A comment on a Facebook post containing a link results in almost 5 times the amount of clicks of that link than a like of a comparable post, according to November analysis from EdgeRank Checker. Data from the analysis indicates that for every like a post gets, its link receives on average 3.1 clicks. Meanwhile, for every comment a post gets, it receives on average 14.7 clicks. Overall clicks per impression were found to be 0.005.
Wednesday Best for Engagement
When sorting the average clicks and shares by day of the week, EdgeRank Checker found that Wednesdays had the best shares ratio (ratio of link shares to page fans), at 0.11%, while it also boasted the highest clicks ratio (ratio of link clicks to page fans), at 0.49%. Tuesday followed with a 0.1% share ratio and 0.47% click ratio. Saturday fared worst for shares ratio (0.8%), while Friday saw the smallest clicks ratio (0.35%).

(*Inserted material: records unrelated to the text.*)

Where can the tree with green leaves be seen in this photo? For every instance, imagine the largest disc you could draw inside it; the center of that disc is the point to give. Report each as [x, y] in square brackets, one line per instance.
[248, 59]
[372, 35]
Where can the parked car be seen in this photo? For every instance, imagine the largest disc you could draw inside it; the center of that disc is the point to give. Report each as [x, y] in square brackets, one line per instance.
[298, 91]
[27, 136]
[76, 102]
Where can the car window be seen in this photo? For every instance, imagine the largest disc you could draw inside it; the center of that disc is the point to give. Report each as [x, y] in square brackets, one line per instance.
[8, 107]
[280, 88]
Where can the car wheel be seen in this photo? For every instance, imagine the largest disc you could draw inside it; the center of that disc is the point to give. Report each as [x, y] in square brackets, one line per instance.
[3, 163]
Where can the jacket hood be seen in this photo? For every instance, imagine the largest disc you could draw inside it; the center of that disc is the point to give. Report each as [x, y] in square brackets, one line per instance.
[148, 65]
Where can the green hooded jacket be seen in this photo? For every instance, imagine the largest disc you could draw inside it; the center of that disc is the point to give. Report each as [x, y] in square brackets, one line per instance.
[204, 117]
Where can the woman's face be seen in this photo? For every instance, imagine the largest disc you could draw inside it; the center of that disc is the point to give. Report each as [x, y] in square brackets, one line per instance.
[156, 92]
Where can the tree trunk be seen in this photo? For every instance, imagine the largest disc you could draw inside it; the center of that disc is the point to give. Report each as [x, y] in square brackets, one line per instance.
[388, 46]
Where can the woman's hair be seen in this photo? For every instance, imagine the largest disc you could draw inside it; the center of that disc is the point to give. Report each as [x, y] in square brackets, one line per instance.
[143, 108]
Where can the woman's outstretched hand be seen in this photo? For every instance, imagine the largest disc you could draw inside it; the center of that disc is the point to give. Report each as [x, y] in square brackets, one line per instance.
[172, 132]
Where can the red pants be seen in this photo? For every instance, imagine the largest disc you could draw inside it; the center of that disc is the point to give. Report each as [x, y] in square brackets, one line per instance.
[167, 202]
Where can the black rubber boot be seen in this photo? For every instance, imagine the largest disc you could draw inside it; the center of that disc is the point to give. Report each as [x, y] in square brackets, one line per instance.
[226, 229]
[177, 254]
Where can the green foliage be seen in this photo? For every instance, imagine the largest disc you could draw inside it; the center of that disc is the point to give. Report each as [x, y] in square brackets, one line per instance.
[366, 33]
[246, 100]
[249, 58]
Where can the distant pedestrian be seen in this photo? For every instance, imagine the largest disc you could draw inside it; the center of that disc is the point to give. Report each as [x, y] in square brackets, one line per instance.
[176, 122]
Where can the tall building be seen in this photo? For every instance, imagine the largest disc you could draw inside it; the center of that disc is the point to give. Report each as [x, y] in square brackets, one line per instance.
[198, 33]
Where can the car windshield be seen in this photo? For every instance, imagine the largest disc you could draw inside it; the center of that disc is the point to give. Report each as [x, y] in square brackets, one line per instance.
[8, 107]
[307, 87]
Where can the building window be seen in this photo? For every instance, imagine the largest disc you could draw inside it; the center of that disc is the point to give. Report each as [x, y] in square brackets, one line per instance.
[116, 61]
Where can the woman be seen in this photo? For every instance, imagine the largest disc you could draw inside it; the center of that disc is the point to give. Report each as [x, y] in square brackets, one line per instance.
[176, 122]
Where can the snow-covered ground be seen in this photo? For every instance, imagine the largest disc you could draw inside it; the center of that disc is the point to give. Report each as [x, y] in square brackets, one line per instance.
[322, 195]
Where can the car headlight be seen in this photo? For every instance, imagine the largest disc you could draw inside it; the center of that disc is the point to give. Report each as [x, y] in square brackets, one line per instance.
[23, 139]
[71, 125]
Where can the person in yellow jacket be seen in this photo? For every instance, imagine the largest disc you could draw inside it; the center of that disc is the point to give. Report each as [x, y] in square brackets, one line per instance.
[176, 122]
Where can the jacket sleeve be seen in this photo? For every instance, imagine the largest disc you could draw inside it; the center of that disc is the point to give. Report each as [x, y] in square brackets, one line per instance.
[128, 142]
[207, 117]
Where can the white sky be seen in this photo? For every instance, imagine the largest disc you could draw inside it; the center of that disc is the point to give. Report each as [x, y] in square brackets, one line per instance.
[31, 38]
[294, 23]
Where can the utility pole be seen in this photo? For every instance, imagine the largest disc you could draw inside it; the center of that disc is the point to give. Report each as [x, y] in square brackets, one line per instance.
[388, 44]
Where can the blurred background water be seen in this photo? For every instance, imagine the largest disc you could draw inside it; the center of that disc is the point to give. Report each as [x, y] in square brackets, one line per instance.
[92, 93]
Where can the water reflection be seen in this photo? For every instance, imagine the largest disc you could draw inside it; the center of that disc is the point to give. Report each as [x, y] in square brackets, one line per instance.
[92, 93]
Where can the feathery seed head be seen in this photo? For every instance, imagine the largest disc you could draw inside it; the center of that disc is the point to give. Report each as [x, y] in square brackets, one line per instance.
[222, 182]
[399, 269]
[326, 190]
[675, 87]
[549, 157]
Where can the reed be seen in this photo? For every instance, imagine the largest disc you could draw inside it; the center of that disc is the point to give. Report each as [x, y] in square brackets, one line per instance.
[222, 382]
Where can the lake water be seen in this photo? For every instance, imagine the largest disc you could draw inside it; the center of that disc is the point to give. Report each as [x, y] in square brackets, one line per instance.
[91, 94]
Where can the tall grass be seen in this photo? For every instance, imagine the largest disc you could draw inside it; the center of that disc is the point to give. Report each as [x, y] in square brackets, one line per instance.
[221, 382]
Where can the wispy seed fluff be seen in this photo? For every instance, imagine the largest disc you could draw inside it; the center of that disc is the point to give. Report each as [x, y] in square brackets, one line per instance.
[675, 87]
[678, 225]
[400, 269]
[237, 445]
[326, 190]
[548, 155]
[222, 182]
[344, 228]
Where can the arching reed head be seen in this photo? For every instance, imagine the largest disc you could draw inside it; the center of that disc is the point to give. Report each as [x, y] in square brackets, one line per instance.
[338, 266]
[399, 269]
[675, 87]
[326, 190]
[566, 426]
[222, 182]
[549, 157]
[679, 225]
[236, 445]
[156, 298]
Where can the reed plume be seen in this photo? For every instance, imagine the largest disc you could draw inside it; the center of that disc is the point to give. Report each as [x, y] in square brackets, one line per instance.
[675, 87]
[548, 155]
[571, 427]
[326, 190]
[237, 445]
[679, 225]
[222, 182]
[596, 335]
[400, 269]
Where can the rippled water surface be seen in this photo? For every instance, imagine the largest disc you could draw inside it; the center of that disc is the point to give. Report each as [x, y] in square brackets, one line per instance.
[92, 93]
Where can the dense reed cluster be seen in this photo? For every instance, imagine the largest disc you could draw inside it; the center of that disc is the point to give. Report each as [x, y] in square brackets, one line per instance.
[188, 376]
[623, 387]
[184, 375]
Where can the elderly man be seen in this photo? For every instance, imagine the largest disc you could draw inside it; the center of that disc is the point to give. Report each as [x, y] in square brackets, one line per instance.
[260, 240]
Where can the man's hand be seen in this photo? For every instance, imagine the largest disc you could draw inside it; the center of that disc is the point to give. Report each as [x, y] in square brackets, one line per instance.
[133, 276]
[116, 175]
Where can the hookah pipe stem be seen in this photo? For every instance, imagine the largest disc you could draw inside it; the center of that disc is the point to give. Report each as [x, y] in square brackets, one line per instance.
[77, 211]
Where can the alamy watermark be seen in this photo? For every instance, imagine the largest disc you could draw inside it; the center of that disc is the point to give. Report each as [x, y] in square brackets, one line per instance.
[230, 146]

Smaller Pages Have More Devoted Followers
According to the analysis, there is a distinct correlation between Facebook page size and fan engagement. Pages with less than 1,000 fans had by far the highest shares and clicks ratios, at over 1.1% and 0.3% respectively. Following distantly were pages with 1-5,000 fans, with a shares ratio of less than 0.4% and a clicks ratio of less than 0.1%. By contrast, pages with more than 100,000 fans experienced the lowest shares and clicks ratios. According to EdgeRank insight, the data suggests that smaller pages are able to create more relevant content for their fans, which may be an indication that large brands should make multiple pages to narrow down their audience.

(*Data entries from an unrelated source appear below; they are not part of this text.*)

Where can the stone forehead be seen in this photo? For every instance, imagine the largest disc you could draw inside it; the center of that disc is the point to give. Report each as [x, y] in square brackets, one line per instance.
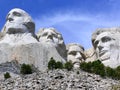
[74, 44]
[107, 30]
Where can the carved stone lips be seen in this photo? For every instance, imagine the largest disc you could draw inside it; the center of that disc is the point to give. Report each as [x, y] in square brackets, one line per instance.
[102, 52]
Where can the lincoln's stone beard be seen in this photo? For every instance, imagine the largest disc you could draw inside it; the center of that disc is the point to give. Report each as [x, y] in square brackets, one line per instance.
[106, 45]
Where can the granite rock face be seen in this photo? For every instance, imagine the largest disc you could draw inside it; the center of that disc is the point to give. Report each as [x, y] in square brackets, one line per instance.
[52, 38]
[18, 42]
[75, 54]
[106, 43]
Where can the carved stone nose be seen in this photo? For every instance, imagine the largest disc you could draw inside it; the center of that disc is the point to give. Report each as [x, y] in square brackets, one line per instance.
[10, 19]
[100, 47]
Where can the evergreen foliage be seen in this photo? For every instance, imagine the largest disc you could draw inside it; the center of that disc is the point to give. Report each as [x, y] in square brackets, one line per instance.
[59, 65]
[7, 75]
[52, 64]
[98, 68]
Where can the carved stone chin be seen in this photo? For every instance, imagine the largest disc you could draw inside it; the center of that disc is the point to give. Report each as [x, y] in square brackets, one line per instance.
[75, 54]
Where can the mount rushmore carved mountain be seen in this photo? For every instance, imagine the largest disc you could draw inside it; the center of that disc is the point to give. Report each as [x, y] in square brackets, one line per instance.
[18, 42]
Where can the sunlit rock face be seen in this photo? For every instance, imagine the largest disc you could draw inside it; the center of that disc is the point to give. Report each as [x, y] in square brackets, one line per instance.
[106, 43]
[50, 37]
[75, 54]
[18, 21]
[18, 28]
[18, 42]
[90, 55]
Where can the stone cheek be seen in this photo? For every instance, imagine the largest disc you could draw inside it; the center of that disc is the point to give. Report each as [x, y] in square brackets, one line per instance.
[75, 54]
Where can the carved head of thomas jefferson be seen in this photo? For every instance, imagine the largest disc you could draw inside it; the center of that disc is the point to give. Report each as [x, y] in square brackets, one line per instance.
[75, 54]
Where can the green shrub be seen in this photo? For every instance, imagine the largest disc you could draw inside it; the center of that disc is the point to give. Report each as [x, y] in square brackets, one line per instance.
[7, 75]
[86, 66]
[110, 72]
[59, 65]
[68, 66]
[51, 64]
[26, 69]
[98, 68]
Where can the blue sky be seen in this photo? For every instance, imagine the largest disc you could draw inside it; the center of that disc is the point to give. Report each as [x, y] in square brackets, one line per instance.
[74, 19]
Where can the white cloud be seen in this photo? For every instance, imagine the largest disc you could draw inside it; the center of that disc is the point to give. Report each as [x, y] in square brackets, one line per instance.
[77, 27]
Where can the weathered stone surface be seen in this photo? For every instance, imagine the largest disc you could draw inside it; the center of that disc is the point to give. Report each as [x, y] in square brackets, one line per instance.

TBG: Social Context Ads Increase Conversions
Likes do have a place in driving conversions, though: ads that leverage the social interactions that users are comfortable seeing in their Facebook news feeds perform better than those that do not, according to November analysis from TBG Digital. The analysis – based on a single client, a popular entertainment brand that spent $60,000 across a 14-day period and accumulated 436 million impressions – indicates that the company saw a 32% improvement in purchasing intent when using social context ads as opposed to non-social context ads. According to the analysis, social context ads are built with a text and image box, standard to Facebook ads, with the addition of visible endorsements beneath the ad. The endorsements note the number of friends associated with a user who like the page, group, event, or application.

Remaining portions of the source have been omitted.